# Some not quite macro with the Fuji 70-300



## SquarePeg (Jul 13, 2021)

Gave the 70-300 a whirl in the garden for some not quite macro shots.  These are hand held, 1/500, f6.4, ISO 400-800 (I was using auto ISO -1 EC).  These were shot in raw because I forgot to rest my camera to raw + jpeg after last use so I converted in camera to Velvia film sim and exported to my iPhone where I cropped them quite a bit.  I’m pretty happy that the lens I bought for its long zoom capabilities can be used up close for macroish shots.  The bokehs not as nice as the 60mm but being able to stand back a bit is helpful not to mention the excellent AF when compared to the slow and sketchy AF on the 60!


----------



## CherylL (Jul 13, 2021)

Great set!  They are all sharp and nice rendering of the background.  Ok now I want this lens!


----------



## Warhorse (Jul 14, 2021)

While I like them all, I am particularly enamored with #1.


----------



## SquarePeg (Jul 14, 2021)

CherylL said:


> Great set!  They are all sharp and nice rendering of the background.  Ok now I want this lens!

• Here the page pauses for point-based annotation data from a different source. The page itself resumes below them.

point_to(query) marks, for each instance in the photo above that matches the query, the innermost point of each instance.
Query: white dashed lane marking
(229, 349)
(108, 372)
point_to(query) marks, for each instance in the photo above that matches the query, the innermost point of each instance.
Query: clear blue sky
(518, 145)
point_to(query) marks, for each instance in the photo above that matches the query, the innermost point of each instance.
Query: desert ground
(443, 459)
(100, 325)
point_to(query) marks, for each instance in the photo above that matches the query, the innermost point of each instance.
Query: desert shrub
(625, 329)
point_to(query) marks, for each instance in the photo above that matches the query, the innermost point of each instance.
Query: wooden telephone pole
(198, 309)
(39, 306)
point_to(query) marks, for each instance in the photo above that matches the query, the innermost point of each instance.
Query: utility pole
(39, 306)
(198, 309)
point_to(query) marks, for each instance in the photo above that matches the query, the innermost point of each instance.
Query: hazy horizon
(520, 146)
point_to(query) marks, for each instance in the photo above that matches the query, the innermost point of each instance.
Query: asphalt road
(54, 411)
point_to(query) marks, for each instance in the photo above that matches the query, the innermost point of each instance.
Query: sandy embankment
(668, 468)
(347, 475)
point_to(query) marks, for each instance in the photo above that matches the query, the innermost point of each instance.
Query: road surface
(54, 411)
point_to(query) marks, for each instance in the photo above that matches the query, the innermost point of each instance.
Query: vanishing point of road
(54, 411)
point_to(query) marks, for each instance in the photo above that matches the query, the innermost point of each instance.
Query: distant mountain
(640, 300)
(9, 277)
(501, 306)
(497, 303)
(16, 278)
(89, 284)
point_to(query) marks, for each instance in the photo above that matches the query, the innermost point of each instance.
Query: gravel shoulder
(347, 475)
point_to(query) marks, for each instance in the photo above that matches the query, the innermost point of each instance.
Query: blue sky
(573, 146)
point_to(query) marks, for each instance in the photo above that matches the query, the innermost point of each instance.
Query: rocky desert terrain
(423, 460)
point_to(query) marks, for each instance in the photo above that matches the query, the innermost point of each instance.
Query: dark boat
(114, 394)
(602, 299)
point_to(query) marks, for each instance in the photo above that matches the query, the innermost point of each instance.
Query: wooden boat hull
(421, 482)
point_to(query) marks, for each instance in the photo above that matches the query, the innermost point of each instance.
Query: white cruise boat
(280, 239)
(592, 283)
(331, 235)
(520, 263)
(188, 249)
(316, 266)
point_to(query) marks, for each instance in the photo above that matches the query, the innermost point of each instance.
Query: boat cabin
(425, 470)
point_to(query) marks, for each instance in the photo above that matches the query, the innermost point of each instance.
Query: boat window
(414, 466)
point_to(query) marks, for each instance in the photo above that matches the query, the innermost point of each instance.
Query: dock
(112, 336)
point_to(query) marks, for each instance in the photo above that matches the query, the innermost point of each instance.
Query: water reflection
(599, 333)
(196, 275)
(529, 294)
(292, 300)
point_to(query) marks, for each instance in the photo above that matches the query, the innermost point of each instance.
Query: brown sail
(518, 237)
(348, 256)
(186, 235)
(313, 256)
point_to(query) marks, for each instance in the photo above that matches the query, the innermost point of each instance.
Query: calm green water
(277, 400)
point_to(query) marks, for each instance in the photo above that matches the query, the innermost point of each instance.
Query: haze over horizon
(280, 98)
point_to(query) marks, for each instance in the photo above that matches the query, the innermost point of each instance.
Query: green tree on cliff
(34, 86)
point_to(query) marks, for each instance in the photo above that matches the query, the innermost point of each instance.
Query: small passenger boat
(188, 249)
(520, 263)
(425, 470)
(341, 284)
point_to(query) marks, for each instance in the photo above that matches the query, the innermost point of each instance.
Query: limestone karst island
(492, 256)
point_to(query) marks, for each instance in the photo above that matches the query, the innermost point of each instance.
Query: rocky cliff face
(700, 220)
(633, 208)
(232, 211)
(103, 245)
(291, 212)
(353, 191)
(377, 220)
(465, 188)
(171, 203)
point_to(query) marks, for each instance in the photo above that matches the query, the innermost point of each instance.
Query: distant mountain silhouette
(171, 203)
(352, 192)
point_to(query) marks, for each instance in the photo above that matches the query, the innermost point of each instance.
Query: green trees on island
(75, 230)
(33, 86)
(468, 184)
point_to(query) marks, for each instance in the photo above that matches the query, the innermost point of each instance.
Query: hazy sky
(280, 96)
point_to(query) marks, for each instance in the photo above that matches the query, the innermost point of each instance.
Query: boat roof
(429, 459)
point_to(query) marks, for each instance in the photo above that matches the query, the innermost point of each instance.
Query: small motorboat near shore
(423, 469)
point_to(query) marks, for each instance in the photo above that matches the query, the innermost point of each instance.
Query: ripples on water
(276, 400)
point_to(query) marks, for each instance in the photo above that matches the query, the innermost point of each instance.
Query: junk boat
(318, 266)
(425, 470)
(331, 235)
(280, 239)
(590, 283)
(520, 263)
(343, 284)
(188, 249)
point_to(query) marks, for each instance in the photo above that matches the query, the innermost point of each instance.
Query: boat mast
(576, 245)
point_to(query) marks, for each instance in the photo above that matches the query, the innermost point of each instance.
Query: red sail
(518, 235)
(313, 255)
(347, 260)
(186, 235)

I’m very happy with it so far.  I’ve yet to really try the AF tracking.  Princess doesn’t play softball or field hockey any more and I can’t take the dog to the beach to run until after September 30.  Might have to venture to the dog park or go to one of my cousin’s kids little league games to test it out.  



Warhorse said:


> While I like them all, I am particularly enamored with #1.


Thanks!   The butterfly posed for about 10 minutes before flitting away. The last is my favorite-I’m a sucker for flowers on a picket fence.


----------



## jeffashman (Jul 17, 2021)

Nice set!


----------